The evacuations at one point included all of Montecito, home to around 8,000 people—and the site of the state's deadliest mudslide on record exactly five years earlier.
Wildfire burn scars are particularly risky because wildfires strip away vegetation and make the soil hydrophobic—meaning it is less able to absorb water. A downpour on these vulnerable landscapes can quickly erode the ground, and fast-moving water can carry the debris, rocks and mud with it.
Officials warned of a risk of debris flows near several recently burned areas, including near Santa Barbara and Los Angeles, Monterey and Santa Cruz counties and the Shasta Trinity National Forest.
Five years ago, on Jan. 9, 2018, a deadly cascading disaster struck Montecito, a community in the coastal hills near Santa Barbara.
The cascade of events had started many months earlier with a drought, followed by a wet winter that fueled dense growth of vegetation and shrubs. An unusually warm and dry spring and summer followed, and it dried out the vegetation, turning it into fuel ready to burn. That fall, extreme Santa Ana and Diablo winds created the perfect conditions for wildfires.

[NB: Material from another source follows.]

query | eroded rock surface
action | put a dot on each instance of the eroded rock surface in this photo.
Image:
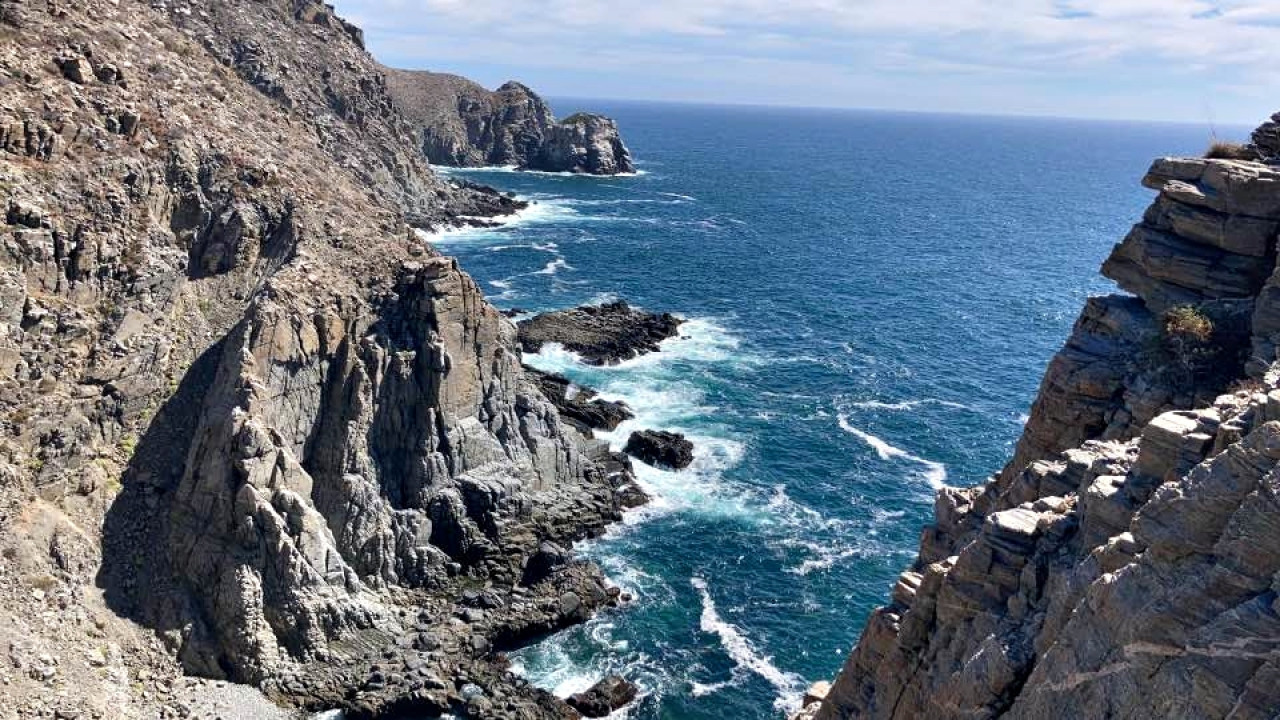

The Thomas Fire began near Santa Barbara in December 2017 and burned over 280,000 acres. Then, on Jan. 9, 2018, extreme rainfall hit the region—including the burn scar left by the fire. Water raced through the burned landscape above Montecito, eroding the ground and creating the deadliest mudslide-debris flow event in California's history. More than 400 homes were destroyed in about two hours, and 23 people died.
These kinds of cascading events aren't unique to California. Australia's Millennium Drought (1997-2009) also ended with devastating floods that inundated urban areas and breached levees. A study linked some of the levee and dike failures to earlier drought conditions, such as cracks forming because of exposure to heat and dryness.
When multiple hazards such as droughts, heat waves, wildfires and extreme rainfall interact, human disasters often result.
It's also important to recognize that human activities and local infrastructure can affect extreme events. Urbanization and deforestation, for example, can intensify flooding and worsen mud or debris flow events and their impacts. That was evident in the videos of muddy water pouring through streets in Santa Barbara County on Jan. 9, 2023.
In a recent study, colleagues and I also looked at the risks to energy infrastructure from cascading disasters involving intense rain over burn areas, focusing on natural gas pipelines and other infrastructure. Our results showed that not only will natural gas infrastructure be increasingly exposed to individual hazards, creating the potential for fires, the chances of cascading hazards are expected to increase substantially in a warming climate.
With compound and cascading events likely to become more common in a warming world, the ability to prepare for and manage multiple hazards will be increasingly essential.
Gulp. Please take care, California; you are in my thoughts.